On Mon, 26 Aug 2019 at 09:47, Richard Musil <risa2000x@gmail.com> wrote:
I gave it some thought over the weekend and came to the conclusion that I am not going to go further with it (where "it" means my or anyone else's idea). The reason is that I totally lost any motivation. I however feel some more elaborate answer might be due and I will try to give one.
The other day (actually before I posted my last reply), I went to core-mentorship list to get some ideas about how to continue. There was this thread about how people got their first contribution and while most were positive there was one post which kind of stood out because it described an unsuccessful attempt which finally led to parting ways. I realized there is no shame in that.
I came here with some rough idea about the JSON module features, but had no clue what are the "real" use cases, what are peoples' expectations, etc. This thread actually helped me to get more of the understanding and the insight. I thought I had a nice feature in mind, and was wondering what it would take to get it into Python. On the other hand, I did not have any other particular ambitions, like becoming a Python contributor.
Thanks for the feedback, it's both interesting and valuable. Maybe you would be willing to add a pointer to this comment to that discussion on core-mentorship? I'm sure it would be useful information for the people looking to try to remove barriers to entry.
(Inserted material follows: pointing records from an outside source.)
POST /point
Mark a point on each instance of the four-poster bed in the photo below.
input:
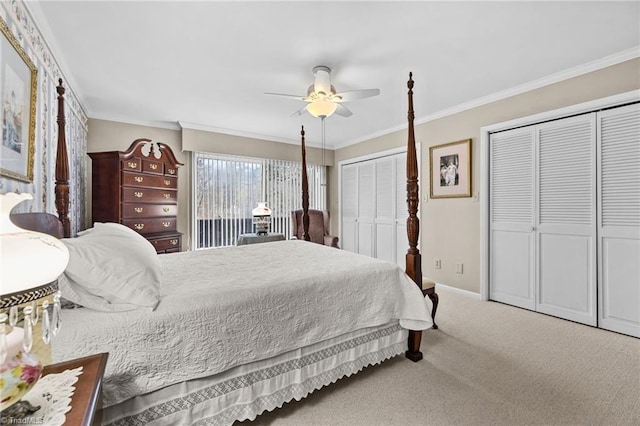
(247, 340)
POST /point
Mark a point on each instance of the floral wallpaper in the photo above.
(22, 25)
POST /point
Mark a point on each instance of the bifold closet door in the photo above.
(566, 228)
(619, 219)
(349, 207)
(366, 208)
(384, 222)
(402, 208)
(512, 230)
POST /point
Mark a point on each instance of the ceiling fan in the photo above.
(322, 98)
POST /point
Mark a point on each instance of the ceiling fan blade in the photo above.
(298, 97)
(343, 111)
(322, 81)
(355, 95)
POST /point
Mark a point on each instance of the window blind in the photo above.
(227, 188)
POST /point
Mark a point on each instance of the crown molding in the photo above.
(586, 68)
(259, 136)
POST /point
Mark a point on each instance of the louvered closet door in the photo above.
(401, 208)
(619, 219)
(349, 203)
(566, 229)
(384, 222)
(512, 242)
(366, 208)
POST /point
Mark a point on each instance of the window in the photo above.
(227, 188)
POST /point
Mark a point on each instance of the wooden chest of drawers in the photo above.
(139, 188)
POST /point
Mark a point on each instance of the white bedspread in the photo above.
(224, 307)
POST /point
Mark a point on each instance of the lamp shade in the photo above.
(28, 259)
(321, 108)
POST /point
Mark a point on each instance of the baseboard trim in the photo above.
(467, 293)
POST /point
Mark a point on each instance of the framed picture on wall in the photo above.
(451, 169)
(18, 87)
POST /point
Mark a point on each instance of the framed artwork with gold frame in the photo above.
(451, 169)
(18, 88)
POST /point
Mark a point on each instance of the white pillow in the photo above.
(111, 268)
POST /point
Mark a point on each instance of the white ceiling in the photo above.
(207, 64)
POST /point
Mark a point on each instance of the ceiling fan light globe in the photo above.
(321, 108)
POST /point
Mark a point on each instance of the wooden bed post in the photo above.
(62, 167)
(305, 192)
(413, 258)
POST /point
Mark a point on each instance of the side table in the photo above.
(245, 239)
(86, 404)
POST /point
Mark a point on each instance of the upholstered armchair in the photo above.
(318, 227)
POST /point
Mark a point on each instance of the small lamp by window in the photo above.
(262, 218)
(30, 264)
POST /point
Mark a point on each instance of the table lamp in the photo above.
(30, 264)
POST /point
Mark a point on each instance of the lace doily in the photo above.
(53, 394)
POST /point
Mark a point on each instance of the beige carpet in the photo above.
(488, 364)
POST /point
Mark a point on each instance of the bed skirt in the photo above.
(248, 390)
And the point that you made, that you weren't coming here with an ambition to become a contributor in any more general sense, is also very relevant, as it's quite possible that people coming here with nothing more than an idea that they'd like to propose may well be put off by the feeling that they have to implement their idea or no-one is willing to listen. (There *is* in reality a problem in that many ideas are fine but pointless unless someone implements them, but that doesn't mean we should block people from just discussing things in the abstract).
During the discussion I realized that there were 3 aspects (of the potential acceptable solution), proposed by 3 different persons, about which they were quite imperative: 1) It must use Decimal (Paul) 2) It must check validity of serialized output (Christopher) 3) It must avoid unconditional import of Decimal (Andrew)
A summary like this is immensely helpful in clarifying both where the discussion has got to, and what the sticking points are. I don't think we do enough on this list to encourage or offer such summaries, or to help new contributors to think in terms of checkpointing the discussion like this. We get so stuck in the technical discussion that we forget that people may *also* need help in the softer skills, like managing the discussion. So we keep throwing ideas into the mix until the contributor is overwhelmed and doesn't know how to proceed.
Originally, I thought that I could fulfill 2) and 3), without jeopardizing 1) (my opinion on 1) I already expressed), so I implemented the Python part and run some performance tests only to find out that my solution cannot compete in performance with Decimal solution because of the additional validity check and I could not promote it anymore. I am not particularly convinced that the validity check is really needed, but I understand why others are requesting it.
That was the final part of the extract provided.